Project aims to reconnect Native American tribes with historic artistic tradition

Professor works to revive interest in hide painting and ceremonial robes
Painting of a thunderbird
The “Reclaiming Stories” project aims to reconnect members of the Miami and Peoria tribes with their artistic tradition of hide painting and to center Indigenous knowledge in interpreting the practice. The project is a collaboration between the University of Illinois Urbana-Champaign, the Myaamia Center at Miami University in Ohio, and members of the Miami and Peoria tribes. One of the best examples of the tribes’ hide-painting tradition is an 18th-century ceremonial robe featuring an iconic image of a thunderbird, now in the collection of the Musée du Quai Branly-Jacques Chirac in Paris. (Courtesy Robert Morrissey.)

The Native American tribes that once called Illinois home painted deer and bison hides with stories and symbols that were important to their culture. Some of the best examples of this artistic tradition – four painted hide robes made sometime between 1680 and 1750 – are now in the collection of the Musée du Quai Branly-Jacques Chirac in Paris.
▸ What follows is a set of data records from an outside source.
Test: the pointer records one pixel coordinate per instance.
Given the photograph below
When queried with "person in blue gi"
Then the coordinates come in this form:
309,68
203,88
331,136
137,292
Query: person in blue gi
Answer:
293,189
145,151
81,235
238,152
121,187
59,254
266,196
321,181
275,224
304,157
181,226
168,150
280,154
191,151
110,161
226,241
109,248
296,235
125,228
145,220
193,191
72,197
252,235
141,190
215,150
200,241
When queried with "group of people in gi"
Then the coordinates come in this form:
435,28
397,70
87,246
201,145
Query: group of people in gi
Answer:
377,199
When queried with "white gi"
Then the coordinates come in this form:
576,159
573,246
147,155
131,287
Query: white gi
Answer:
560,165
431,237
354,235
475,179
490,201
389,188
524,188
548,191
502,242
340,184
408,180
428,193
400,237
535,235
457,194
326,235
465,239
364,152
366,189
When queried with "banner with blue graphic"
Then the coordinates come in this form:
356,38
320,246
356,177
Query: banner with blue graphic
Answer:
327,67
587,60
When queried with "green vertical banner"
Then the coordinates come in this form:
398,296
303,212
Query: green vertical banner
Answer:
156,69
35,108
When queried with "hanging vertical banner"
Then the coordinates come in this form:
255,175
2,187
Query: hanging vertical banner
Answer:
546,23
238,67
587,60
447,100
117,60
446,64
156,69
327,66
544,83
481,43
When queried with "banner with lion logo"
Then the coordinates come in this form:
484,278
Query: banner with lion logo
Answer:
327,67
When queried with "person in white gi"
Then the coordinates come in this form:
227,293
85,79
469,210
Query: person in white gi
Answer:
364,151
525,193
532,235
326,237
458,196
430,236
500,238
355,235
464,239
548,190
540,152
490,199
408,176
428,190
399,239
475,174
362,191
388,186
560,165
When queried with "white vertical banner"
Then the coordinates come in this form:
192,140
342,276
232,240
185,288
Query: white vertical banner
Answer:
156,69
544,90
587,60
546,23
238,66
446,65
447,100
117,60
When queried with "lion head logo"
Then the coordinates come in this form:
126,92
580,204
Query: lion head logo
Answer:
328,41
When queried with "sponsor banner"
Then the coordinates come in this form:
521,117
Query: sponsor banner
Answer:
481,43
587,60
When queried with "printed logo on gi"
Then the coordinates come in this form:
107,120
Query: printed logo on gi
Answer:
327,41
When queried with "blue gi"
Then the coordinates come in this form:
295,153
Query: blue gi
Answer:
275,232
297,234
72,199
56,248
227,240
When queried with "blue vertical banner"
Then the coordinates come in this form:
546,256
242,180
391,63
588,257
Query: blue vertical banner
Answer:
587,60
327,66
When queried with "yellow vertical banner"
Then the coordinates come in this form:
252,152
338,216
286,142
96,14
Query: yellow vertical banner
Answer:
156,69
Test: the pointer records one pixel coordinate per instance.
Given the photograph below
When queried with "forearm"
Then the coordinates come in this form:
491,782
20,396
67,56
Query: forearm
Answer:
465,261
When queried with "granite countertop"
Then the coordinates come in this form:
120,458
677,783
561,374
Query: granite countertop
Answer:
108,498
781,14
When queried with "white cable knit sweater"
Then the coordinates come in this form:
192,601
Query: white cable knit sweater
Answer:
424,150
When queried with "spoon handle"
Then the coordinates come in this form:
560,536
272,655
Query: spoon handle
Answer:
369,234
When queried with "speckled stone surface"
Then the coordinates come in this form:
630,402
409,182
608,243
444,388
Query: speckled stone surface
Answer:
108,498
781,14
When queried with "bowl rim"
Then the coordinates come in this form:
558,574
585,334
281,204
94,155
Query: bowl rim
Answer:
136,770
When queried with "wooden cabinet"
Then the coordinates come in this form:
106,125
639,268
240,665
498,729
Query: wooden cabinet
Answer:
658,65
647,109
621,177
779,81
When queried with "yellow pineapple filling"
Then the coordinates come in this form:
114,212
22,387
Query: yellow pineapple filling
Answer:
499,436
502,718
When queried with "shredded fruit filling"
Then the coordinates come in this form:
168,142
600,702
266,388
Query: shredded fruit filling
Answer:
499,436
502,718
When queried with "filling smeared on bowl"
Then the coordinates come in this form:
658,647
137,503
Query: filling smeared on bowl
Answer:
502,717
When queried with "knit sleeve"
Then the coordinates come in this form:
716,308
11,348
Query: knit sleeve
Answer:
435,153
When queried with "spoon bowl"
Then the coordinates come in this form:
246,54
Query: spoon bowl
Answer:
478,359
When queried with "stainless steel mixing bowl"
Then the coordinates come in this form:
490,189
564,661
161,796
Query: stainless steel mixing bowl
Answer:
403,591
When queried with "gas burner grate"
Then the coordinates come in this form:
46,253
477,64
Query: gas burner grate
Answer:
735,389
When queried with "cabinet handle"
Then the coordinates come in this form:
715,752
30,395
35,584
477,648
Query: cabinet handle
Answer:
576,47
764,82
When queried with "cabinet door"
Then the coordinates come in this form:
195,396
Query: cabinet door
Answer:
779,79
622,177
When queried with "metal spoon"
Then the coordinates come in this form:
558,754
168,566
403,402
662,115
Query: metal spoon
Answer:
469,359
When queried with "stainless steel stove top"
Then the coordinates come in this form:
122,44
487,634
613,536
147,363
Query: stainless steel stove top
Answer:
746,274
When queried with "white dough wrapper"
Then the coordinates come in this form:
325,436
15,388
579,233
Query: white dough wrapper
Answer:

University of Illinois Urbana-Champaign history professor Robert Morrissey is working with an interdisciplinary group of scholars, tribal cultural experts, and community members on a project that will reconnect the tribes with their tradition of hide painting and with the ceremonial robes in the Quai Branly Museum.

The three-year project, “Reclaiming Stories: (Re)connecting Indigenous Painted Hides to Communities through Collaborative Conversations,” is a collaboration between the U of I, the Myaamia Center at Miami University in Oxford, Ohio, the Peoria Tribe of Indians of Oklahoma, and the Miami Tribe of Oklahoma. It is funded by a Grand Research Challenge grant from Humanities Without Walls, a research consortium based at the U of I’s Humanities Research Institute and supported by the Mellon Foundation. The purpose of the grant is to support research partnerships with experts outside of academic institutions.

The four hide paintings are associated with the Illinois and Miami tribes and are part of a large collection of objects from the colonial period at the Paris museum, including painted hide bags and shirts. They include one of the most famous existing hide paintings from the 18th century – a robe featuring an iconic image of a thunderbird painted in shades of rust, gold, and black.

“It is very well-known and one of the most celebrated pieces of Indigenous art from this period,” Morrissey said. “Plains Indians used hide paintings as a documentary medium, for depictions of battles and events. These are different. Their designs are abstract. Even if they don’t tell stories, they are very important documents of their history and culture.”

Members of the Miami and Peoria tribes have been reconnecting with many parts of their culture – including their language, ecological knowledge, artistic and cultural traditions – that had been dormant for many generations.

Stylus and hide painting
The project held a learning lab that included a workshop on hide painting. Participants used wood styluses to apply paint and to scratch designs into the hides. (Photo by Doug Peconge.)

“That spirit of reawakening is very clearly a part of this project,” Morrissey said. “A big part of this project is to help the Miami and Peoria communities continue to revitalize their cultures in a hands-on way. It’s more than an academic study of the past.”

The project held its first major event in early August – a learning lab featuring a workshop on hide painting, held in Miami, Okla., the governmental seat of the Miami and Peoria tribes. Tribal members studied the history of the artistic tradition. Then Indigenous artists Michael Galban and Jaime Jacobs led them in mixing paints by grinding rocks with a high iron content to create a deep rust color.

They used wood styluses to apply the paint to deer hides and also to scratch designs into the hides, copying motifs from paintings made hundreds of years ago. Then they sewed the hide panels together into bags that traditionally would have been used for carrying tobacco or other utilitarian purposes but also were decorative.

The project team also presented its work to the tribal communities.

Robert Morrissey
History professor Robert Morrissey.

In addition to revitalizing aspects of Indigenous culture, the project aims to add the knowledge of the tribes to create a deeper understanding of the hide paintings and their significance, Morrissey said. The Quai Branly Museum has a new curatorial program to collaborate with tribes and center Indigenous knowledge in its interpretive programs.

“Museums always have been the ones to tell the world about these objects in an official way,” Morrissey said. “This project aims to decolonize the objects and reconnect them with the descendants of the people who made the art and whose ideas are embodied in the art.”

Morrissey said the project team plans to hold another learning lab to continue to teach the tribes’ crafts and to organize a seminar with an anthropologist and art historian who will talk about the cultural traditions.

Project team members hope to enable a group of tribal leaders to travel to Paris on a research trip to see the hide paintings and to study the art practices, diplomacy and ceremony, and the history of Indigenous people in Paris, Morrissey said. Ultimately, the group plans to create a major exhibition on what they have learned about the hide paintings that will premiere at the Miami University Art Museum and travel to Miami, Okla., and possibly other locations.